Indexing #2

mottosso · 2014-07-01T06:48:14Z

Index results for faster queries.

mottosso · 2014-07-02T18:41:00Z

Here is how I see this going down.

From a performance perspective, the goal is for no query to involve any waiting for results if every effort to optimise the file-system has been taken. I'm thinking it should be expected, and okay, for queries to take some time, possibly a substantial amount, if no optimisations has been taken.

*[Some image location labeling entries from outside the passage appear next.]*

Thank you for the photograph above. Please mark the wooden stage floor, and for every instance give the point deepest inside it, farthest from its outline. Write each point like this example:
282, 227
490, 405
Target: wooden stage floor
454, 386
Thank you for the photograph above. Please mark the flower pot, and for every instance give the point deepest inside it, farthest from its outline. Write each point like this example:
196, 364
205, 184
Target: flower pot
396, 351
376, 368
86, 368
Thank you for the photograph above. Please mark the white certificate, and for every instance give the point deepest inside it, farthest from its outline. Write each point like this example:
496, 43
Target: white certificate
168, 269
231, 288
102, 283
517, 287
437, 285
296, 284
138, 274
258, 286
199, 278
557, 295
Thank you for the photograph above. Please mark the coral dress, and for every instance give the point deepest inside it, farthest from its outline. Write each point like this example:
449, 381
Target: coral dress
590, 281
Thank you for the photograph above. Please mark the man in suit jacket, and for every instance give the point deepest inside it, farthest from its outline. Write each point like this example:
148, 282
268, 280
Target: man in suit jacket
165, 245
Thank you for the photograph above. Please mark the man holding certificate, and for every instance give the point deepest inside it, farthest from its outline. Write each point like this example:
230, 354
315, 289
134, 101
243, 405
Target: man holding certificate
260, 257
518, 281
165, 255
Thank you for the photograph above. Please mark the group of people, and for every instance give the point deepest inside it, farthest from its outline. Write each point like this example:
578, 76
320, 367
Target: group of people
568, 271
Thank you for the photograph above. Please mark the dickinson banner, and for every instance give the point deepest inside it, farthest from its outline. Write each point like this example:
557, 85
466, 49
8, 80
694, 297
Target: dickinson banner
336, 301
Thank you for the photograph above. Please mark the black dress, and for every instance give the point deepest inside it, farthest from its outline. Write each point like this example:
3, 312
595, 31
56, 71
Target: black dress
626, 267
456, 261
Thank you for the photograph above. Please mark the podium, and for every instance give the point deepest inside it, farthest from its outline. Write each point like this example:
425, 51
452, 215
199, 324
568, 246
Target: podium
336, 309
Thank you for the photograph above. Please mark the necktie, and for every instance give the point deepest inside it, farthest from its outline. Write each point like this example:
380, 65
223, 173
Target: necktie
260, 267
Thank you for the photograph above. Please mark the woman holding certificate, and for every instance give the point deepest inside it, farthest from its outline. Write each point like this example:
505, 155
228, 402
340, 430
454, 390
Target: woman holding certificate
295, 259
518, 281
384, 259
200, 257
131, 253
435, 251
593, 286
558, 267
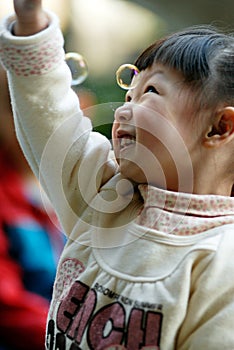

In terms of optimsations, these are the routes I see, in order of increasing complexity:

No Optimisations

This means making every query live and will in some cases be cause for a noticable slowdown depending on the amount of directories are involved in a query. For upwards queries, this is usually not noticeable (~0.001s/level) but downwards queries could potentially touch millions of targets and as such may take several minutes or hours to complete.

Local Daemon

The simplest level of optimisation is one that indexes results during a query. Once a query has been performed, the results are stored in the currently running process and help speed up subsequent queries. This type of optimisations could be useful as default for applications relying on queries, as queries can sometimes be expected to be performed multiple times; such as when browsing a directory or such.

Dedicated Daemon

The next level of optimisation involves running a dedicated daemon that performs indexing either live, at a fixed interval or at events. The dedicated daemon has the advantage of being persistent across runs and facilitating a multi-user setup.

Central Deamon

Finally, the central daemon, like the dedicated daemon, is persistent but as opposed to the dedicated daemon the central daemon facilitates a multi-user/multi-site usage and would be hosted on a server somewhere. This type of optimsation would potentially see most use in an established environment with lots of variables depending on queries and is a place where the maximum amount of optimisation can take place; potentially involving prediction and machine learning algorithms.

Reference

Based on the initial results I made via Python and Go, both single-threaded, traversing about 40k directories in about 20 seconds, I was a bit discouraged to try and make any significant effort in filtering and searching large hierarchies of content. But I've done some reading and research and found several instances where performance could out-perform databases 40 to 1 [1].

More references:

Everything
Search engine with indexing, reports producing a full-scan of 40 000 directories in 1 sec, 1 million directories in 1 min.
Xapian
Search engine library with Python-bindings with indexing and support for fuzzy searching (like Google)
Organizing, Indexing, and Searching Large-Scale File Systems
Study on current, future and alternative search engine design and optimisation file-system.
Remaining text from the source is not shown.